Ujian Kesabaran Sejati
Angkot dan TransJakarta merupakan sarana tempat belajar kedua saya setelah belajar di kampus. Setiap weekday saya belajar teori yang berbeda-beda: teori kesabaran, teori keikhlasan, dan teori bertahan hidup di tengah kemacetan jalan dan ongkos yang pas-pasan. Dari beberapa teori diatas yang saya tidak sangka akan mendapatkannya yaitu teori keteguhan iman.
Saya pernah pindah duduk dari bangku belakang ke bangku depan TJ berharap agar lebih aman karena dekat sopir, tidak lama setelah halte selanjutnya naik seorang ibu-ibu yang duduk disamping saya, sepanjang jalan ibu itu cerita panjang lebar tentang kehidupannya. Tapi siapa yang menyangka saat sampai di halte terakhir, ibu itu membujuk saya untuk join ke agamanya. Sungguh, diri saya sangat diuji antara ingin cepat turun dan menegur ibunya agar lebih paham arti toleransi antar umat beragama. Memang, diri saya aman sampai tujuan tetapi iman saya nyaris tergelincir di antara ban TransJakarta yang melaju kencang dan ajakan halus dengan niat terselubung ibu itu yang semakin membuat saya tidak nyaman.
Beginilah, nasib anak kuliah pulang-pergi, yang diuji bukan hanya soal kepanasan, kehujanan, macet, dan waktu keberangkatan TJ yang sering berubah, tapi juga diuji dengan norma dan keimanan di jalan. Semua itu membuat saya sadar bahwa jalanan adalah cermin paling jujur dari karakter masyarakat kita.
Belajar Jadi Manusia Jalanan yang Beretika
Terlepas dari semua yang saya telah lewatkan selama tiga semester sebagai pelanggan setia TransJakarta dan angkot, saya menyadari bahwa pendidikan bukan hanya soal nilai yang bagus, tapi bagaimana kita bersikap di perjalanan hidup. Kadang saya berpikir, bahwa Tuhan memposisikan saya di titik ini agar belajar bahwa tidak semua perjalanan hidup akan berjalan sesuai kehendak kita dan tidak semua perjuangan itu indah.

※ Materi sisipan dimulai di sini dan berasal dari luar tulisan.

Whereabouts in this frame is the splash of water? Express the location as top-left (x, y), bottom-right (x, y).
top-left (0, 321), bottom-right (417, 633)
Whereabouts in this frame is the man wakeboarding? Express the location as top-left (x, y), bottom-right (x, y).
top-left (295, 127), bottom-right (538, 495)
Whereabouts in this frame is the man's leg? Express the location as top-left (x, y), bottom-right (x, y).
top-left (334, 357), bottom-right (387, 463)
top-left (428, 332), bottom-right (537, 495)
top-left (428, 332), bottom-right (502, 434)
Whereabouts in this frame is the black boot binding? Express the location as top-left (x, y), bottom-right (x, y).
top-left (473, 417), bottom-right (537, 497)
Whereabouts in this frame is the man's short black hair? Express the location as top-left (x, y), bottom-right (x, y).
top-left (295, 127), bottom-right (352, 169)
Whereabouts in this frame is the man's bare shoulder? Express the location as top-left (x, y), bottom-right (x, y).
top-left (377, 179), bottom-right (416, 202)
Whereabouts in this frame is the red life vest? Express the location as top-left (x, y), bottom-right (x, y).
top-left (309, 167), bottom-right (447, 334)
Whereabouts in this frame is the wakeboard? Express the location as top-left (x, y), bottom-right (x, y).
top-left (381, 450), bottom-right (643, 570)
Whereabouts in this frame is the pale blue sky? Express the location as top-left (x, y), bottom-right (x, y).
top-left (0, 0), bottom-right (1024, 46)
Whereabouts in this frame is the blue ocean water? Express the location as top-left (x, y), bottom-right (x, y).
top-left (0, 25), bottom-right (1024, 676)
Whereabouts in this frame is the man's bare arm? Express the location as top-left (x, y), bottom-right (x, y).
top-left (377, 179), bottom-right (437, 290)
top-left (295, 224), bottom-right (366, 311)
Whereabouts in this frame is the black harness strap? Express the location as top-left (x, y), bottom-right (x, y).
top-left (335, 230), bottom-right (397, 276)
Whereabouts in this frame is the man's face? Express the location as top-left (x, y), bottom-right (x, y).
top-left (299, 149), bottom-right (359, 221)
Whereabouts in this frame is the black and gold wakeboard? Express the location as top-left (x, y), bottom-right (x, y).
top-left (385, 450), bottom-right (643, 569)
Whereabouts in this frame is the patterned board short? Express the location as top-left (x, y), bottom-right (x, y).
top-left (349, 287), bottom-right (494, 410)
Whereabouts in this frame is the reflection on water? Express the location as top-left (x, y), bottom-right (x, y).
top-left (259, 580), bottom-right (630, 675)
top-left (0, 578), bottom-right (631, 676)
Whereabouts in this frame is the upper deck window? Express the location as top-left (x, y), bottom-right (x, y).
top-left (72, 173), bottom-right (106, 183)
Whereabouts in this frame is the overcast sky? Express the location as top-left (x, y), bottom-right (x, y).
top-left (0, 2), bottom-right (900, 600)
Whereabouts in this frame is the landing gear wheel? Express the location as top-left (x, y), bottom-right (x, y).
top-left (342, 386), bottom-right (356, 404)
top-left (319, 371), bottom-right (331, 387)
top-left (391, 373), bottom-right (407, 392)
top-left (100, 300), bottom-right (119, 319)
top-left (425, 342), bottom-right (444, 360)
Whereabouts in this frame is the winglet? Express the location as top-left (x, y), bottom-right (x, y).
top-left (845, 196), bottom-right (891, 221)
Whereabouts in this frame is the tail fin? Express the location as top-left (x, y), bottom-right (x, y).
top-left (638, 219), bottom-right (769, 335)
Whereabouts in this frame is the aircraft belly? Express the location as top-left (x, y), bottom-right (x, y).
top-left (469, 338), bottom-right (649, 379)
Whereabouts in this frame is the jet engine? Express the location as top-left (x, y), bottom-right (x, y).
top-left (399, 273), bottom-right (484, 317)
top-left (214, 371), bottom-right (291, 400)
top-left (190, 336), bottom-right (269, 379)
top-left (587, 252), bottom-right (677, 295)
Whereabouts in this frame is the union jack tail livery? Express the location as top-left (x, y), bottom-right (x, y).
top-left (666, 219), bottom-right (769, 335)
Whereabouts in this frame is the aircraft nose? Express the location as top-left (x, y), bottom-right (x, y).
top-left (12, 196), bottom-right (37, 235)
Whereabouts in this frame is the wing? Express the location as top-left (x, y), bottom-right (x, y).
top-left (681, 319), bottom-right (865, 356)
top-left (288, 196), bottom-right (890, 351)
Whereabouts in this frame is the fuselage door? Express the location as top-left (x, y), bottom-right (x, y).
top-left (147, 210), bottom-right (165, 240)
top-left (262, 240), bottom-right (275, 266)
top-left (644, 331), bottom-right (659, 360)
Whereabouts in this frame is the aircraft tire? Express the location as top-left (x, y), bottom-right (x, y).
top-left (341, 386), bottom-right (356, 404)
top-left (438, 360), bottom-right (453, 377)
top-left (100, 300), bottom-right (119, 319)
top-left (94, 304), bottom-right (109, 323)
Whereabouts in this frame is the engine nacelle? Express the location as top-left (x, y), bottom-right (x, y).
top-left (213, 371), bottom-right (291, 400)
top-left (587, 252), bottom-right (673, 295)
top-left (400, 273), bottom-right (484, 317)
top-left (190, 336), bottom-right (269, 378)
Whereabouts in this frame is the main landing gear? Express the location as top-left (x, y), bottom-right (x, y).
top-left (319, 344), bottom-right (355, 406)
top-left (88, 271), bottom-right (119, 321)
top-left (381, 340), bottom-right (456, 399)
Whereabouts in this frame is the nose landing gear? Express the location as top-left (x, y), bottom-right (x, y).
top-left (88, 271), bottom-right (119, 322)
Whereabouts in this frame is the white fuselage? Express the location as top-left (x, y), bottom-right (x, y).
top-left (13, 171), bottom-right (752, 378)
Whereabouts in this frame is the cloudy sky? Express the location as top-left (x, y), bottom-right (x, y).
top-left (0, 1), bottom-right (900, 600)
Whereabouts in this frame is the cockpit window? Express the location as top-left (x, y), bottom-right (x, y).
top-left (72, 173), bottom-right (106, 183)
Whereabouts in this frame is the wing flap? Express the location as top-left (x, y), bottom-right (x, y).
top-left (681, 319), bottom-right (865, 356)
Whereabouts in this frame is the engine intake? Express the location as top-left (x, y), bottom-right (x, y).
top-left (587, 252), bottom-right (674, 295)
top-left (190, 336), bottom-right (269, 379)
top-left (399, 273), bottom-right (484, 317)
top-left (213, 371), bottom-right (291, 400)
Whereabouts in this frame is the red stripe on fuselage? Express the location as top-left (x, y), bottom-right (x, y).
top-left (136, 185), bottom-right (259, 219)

Saya mungkin belum menjadi agen perubahan, tapi saya bisa memulainya dengan menormalisasikan budaya antre transportasi umum dengan benar, tidak mengeluh saat angkot atau TJ datang terlambat, dan memprioritaskan bangku kosong untuk lansia dan ibu hamil. Karena norma yang sering disepelekan seperti sabuk pengaman yang sering dilupakan tetapi bisa menyelamatkan.